Maka jika takarannya benar dan sesuai, tentu bukanlah masalah apapun keputusannya.
Mari kita kembali membaca ulang kutipan ayat di atas.
Ya. Kuncinya adalah
"jika kamu khawatir tidak akan mampu berbuat adil".
ADIL inilah yang ternyata selalu menjadi rebutan pihak pro dan kontra dalam perdebatan heboh-nya.
Tapi bukan karena kata adilnya yang salah.
Justru karena ia terlalu diminati layaknya superstar, dicari-cari seakan buronan, bahkan sampai di tagih seperti hutang, dan dituntut bagaikan terdakwa.

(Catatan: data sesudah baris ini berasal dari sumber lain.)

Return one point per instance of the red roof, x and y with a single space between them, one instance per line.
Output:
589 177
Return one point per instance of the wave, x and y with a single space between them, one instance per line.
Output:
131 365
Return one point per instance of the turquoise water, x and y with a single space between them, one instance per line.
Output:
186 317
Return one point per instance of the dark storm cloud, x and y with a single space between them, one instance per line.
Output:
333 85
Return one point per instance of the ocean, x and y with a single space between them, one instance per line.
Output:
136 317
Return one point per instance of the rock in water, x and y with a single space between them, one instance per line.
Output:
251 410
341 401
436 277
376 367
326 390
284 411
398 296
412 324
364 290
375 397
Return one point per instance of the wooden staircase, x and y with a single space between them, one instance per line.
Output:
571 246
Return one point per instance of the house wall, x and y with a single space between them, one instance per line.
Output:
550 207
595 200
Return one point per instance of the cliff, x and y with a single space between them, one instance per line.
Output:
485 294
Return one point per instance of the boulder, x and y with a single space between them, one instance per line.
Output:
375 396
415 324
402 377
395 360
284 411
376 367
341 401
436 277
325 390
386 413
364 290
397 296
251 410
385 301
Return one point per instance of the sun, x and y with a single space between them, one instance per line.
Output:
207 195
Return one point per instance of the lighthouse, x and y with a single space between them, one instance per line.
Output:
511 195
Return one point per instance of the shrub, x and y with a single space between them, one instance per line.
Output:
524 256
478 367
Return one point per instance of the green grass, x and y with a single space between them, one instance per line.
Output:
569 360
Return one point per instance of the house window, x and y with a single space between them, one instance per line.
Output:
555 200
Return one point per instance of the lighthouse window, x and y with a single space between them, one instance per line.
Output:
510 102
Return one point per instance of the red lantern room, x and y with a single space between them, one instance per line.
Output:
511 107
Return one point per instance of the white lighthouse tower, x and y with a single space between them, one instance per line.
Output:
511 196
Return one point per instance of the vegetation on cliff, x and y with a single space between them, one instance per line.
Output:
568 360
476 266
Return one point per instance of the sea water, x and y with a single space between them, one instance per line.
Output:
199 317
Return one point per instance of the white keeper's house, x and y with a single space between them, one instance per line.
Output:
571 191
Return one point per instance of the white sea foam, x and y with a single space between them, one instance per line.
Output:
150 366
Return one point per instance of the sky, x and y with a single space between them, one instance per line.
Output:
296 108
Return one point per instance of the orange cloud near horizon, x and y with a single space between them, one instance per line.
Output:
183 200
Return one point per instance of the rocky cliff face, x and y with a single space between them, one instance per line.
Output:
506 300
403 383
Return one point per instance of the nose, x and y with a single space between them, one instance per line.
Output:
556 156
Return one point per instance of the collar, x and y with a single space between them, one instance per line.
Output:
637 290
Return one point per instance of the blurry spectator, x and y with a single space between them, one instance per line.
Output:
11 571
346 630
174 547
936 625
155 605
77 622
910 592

Tapi tidak dipergunakan sebagaimana mestinya.
Mengapa?
Rata-rata wanita muslim berkeras untuk menahan suaminya ber-poligami dengan dalih
" Memang diperbolehkan dalam Islam asal memiliki kemampuan dan bisa berbuat adil...

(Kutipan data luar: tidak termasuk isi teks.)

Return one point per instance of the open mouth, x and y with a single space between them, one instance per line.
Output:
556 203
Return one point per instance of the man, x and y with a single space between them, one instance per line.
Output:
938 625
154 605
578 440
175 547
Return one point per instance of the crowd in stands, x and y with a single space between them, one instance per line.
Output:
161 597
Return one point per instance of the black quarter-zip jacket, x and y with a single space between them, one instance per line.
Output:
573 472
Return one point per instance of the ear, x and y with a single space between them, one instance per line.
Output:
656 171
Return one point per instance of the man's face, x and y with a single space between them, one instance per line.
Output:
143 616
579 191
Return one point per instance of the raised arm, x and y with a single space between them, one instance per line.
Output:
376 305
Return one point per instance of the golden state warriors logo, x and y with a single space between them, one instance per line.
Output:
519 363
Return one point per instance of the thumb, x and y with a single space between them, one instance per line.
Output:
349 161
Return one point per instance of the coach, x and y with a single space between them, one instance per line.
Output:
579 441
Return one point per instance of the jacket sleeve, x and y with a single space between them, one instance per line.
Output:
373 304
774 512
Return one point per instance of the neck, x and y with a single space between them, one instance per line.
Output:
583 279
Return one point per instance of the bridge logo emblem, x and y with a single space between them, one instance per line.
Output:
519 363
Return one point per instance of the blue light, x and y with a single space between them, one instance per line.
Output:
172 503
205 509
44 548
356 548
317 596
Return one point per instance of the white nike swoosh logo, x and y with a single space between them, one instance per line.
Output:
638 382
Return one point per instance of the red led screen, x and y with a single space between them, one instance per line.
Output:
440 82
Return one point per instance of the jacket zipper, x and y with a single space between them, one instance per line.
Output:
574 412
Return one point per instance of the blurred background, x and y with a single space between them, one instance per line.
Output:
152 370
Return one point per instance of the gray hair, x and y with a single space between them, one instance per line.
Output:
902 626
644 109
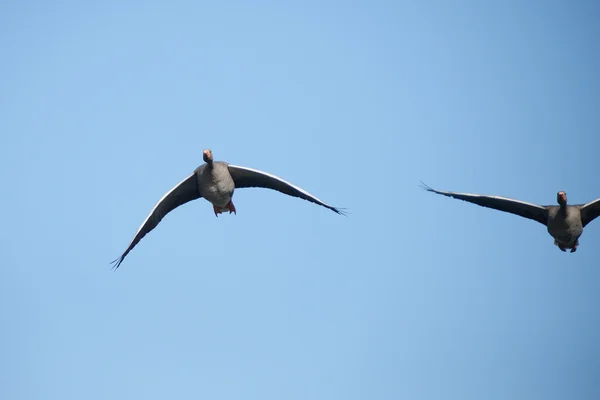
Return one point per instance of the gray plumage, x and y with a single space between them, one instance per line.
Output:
564 222
215 181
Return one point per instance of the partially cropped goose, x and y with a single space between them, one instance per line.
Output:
565 223
216 182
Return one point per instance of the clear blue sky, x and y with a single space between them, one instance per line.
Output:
105 106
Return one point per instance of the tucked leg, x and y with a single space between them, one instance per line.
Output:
574 248
231 207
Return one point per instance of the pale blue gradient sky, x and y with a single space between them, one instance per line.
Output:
105 106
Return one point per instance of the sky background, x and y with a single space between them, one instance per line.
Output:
105 106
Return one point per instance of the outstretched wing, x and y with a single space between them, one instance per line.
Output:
521 208
590 211
184 191
244 177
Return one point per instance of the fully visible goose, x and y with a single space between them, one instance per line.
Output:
564 222
215 181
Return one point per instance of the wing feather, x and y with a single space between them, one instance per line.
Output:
521 208
183 192
245 177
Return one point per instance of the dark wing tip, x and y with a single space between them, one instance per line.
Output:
338 210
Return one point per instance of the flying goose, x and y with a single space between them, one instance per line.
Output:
564 222
216 182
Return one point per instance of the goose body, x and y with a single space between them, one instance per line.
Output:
564 222
215 181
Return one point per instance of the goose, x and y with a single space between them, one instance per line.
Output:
564 222
216 181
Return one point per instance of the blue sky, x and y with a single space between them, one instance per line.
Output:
105 106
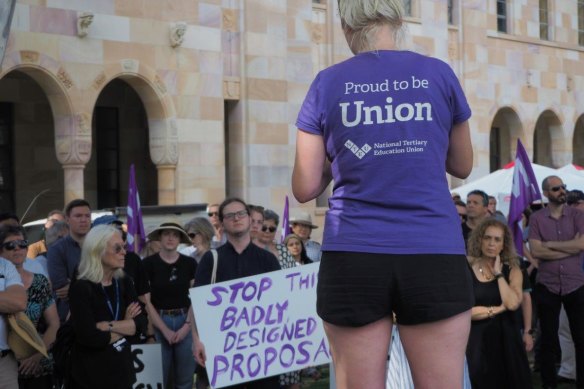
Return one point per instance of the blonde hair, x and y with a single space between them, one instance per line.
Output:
93 249
361 20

Tetapi sbg manusia biasa, hampir bisa dipastikan bahwa berbuat adil itu sulit."
Maka secara tidak langsung patahlah sebagian keterangan surat An-nisaa ayat 3 tsb.
ALLAH S.W.T saja membolehkan, kenapa jadi kita (wanita) yang tidak terima?
menurut wanita, suami manapun tidak akan bisa menjadi adil seadil-adilnya membagi perhatian, nafkah lahir dan batin untuk istri yang lebih dari satu.
Tanpa disadari pernyataan ini malah memperlihatkan bahwa wanitanya yang tidak adil.
Ia merasa hanya ialah yang patut dan layak atas hak kepemilikan terhadap suaminya.
Ini menjadi tidak singkron dengan konsep ISLAM yang ikhlas dan adil.
Suami bukanlah barang yang jika sudah dibeli tidak boleh di ganggu gugat karena sudah menjadi hak milik pribadi.
Dia manusia. Tidak dibeli. Hanya dipinjamkan sementara. Untuk mempertahankan keberlangsungan populasi selama waktu yang diberikan ALLAH S.WT kepada dunia, guna manusia menjalankan tugas sebenarnya sebagai rahmatan lil 'alamin.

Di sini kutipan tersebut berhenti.